# 2020 Socially distanced cemetery



## exascale (Jan 3, 2018)

Here are a few pictures from my socially distanced 2020 cemetery display. The main attraction was the Atmosfear Skeleton band projected onto the garage door and playing their tune. The lighting of the cemetery was done following the skull and bone method. Two lights cross-light the grave yard and yellow accent lights were used to light the pine trees behind the house.










To hide the projector and provide a spot to hold treat bags for no-contact pickup, a box was constructed to look somewhat like an above ground tomb and placed in the middle of the driveway. There was a hidden shelf below the top where the projector sat. The top had an animated talking stature triggered by remote control and was decorated with gauze cloth and various spooky items.



















Burlap cloth on the ground looks a lot like the soil on a freshly covered grave. This is also a good overall view of the scene that emphasizes the lighting. A few LED lanterns accent the graves. The lights on the pine trees in the back yard are meant to provide depth and height to the scene.










There are a few more pictures in the photo album: https://www.hauntforum.com/album.php?albumid=1990

Internet Archive link to the Skull and Bone Lighting method:
https://web.archive.org/web/20060220102047/http://skullandbone.com/tutorial_01.htm


----------



## RoxyBlue (Oct 6, 2008)

Love the blue lighting, and you can’t beat having an AtmosFX video to add to the festivities, particularly when you have a big garage door to project onto.


----------



## Hairazor (Mar 13, 2012)

Well done


----------



## Daphne (Oct 18, 2006)

Looks awesome! Great idea to hide the projector. What kind of projector are you using? It looks so bright and sharp.


----------



## Pablo Bones (Aug 11, 2016)

Nice work. I really like the idea of the lighting on the backyard trees for depth.


----------



## exascale (Jan 3, 2018)

Thanks for all the good feedback. I really liked how the lighting turned out. The method really works and proved that less is more when it comes to the number of lights. The only issue I would take with the instructions given was the suggestion that two 100w blue flood lights are enough for the two primary lights. I tried two blue LED 100w equivalent floods and they completely lacked enough punch to light the whole scene. I ended up using a 575w ETC S4 stage light with dark blue gel and a cheap LED PAR light set to blue as the primary lights. I used one blue LED flood in the porch can light and one to light the 3 tombstones set back from the main group. 2ea Yellow 100w LED equivalent flood lights worked as a good contrast to the green pine needles to light up the trees in back (it looked much better in real life).

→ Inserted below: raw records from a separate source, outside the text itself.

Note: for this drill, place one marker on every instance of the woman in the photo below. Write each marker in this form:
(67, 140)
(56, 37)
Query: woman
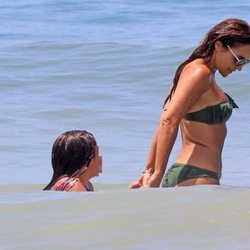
(75, 160)
(200, 108)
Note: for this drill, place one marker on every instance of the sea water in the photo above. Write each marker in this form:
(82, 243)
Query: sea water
(106, 66)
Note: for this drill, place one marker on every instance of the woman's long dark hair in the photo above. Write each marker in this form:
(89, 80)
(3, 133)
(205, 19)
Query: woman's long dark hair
(228, 32)
(70, 152)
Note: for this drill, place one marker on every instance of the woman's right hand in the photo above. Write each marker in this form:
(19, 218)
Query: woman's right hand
(142, 181)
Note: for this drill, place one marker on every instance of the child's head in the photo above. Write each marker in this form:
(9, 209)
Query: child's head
(71, 151)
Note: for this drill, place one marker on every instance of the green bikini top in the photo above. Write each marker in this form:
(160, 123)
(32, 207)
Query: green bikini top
(214, 114)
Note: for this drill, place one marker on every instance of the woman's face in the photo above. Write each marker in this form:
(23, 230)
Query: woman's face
(230, 59)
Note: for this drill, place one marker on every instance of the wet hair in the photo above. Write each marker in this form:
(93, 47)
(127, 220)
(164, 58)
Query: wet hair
(70, 152)
(230, 32)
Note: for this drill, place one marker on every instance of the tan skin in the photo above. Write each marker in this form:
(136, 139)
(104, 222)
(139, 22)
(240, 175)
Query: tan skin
(93, 169)
(202, 144)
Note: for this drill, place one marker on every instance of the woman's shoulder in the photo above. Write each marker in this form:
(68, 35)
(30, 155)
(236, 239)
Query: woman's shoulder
(198, 67)
(198, 74)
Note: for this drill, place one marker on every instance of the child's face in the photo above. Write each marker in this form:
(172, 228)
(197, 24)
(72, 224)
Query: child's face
(97, 162)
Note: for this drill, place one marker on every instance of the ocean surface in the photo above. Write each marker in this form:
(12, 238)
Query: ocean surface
(106, 66)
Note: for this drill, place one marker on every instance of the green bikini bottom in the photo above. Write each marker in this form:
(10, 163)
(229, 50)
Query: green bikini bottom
(181, 172)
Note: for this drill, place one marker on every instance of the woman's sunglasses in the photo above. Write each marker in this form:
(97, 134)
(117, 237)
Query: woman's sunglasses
(239, 62)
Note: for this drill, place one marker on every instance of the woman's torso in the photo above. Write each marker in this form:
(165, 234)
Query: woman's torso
(202, 143)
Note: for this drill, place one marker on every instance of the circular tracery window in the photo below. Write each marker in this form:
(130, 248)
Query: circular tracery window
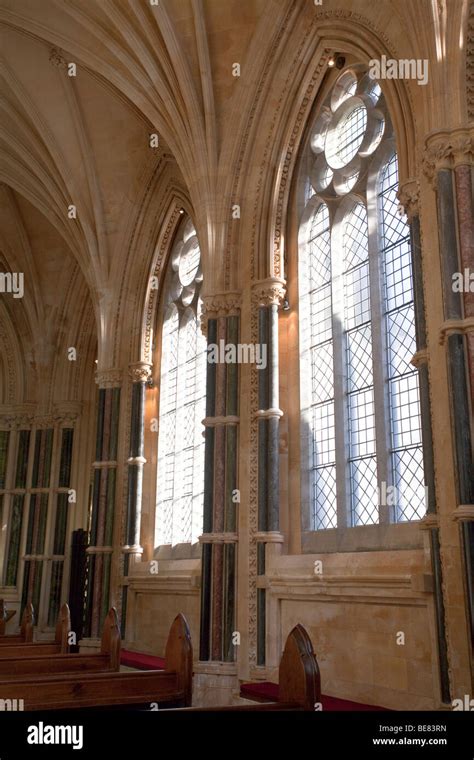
(186, 267)
(345, 137)
(349, 129)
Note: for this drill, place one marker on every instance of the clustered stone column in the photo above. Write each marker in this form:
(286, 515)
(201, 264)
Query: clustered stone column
(103, 502)
(267, 296)
(448, 164)
(219, 539)
(409, 197)
(132, 550)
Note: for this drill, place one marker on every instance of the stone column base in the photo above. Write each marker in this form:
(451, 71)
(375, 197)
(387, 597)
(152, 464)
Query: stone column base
(215, 687)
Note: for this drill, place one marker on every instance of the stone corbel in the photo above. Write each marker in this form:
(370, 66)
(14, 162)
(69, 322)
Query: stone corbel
(140, 371)
(447, 150)
(269, 292)
(429, 521)
(455, 326)
(464, 513)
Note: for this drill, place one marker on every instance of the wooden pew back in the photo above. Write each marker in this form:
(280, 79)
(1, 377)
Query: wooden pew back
(74, 691)
(26, 627)
(299, 679)
(13, 649)
(41, 664)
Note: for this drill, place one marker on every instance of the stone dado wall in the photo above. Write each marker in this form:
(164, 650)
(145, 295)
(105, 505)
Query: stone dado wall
(354, 613)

For the projector, I used an old Christie LWU505 (5000 lumen) projector that I bought off ebay for a couple hundred. It works well for back yard movies too. I normally like to do something on the scary side, but since 2020 was scary enough, the Skeleton band was a fun substitute.


----------



## WickedWino (Sep 3, 2013)

Lovely cemetery set up! The blue wash with pops of yellow from the lanterns is one of my favorite plays with colored lighting. Well done!


----------



## Spooky1 (Aug 25, 2008)

Looks great, we enjoy using the AtmosFX projections too.


----------



## BunchOfHocusPocus (May 23, 2012)

Omg! That's awesome! I love the blue lighting!  

Thank you for sharing this.


----------



## lowdwnrob (Jul 2, 2008)

Ive been going back and forth between blue and green and I think yours cleared it up for me. Blue it is!


----------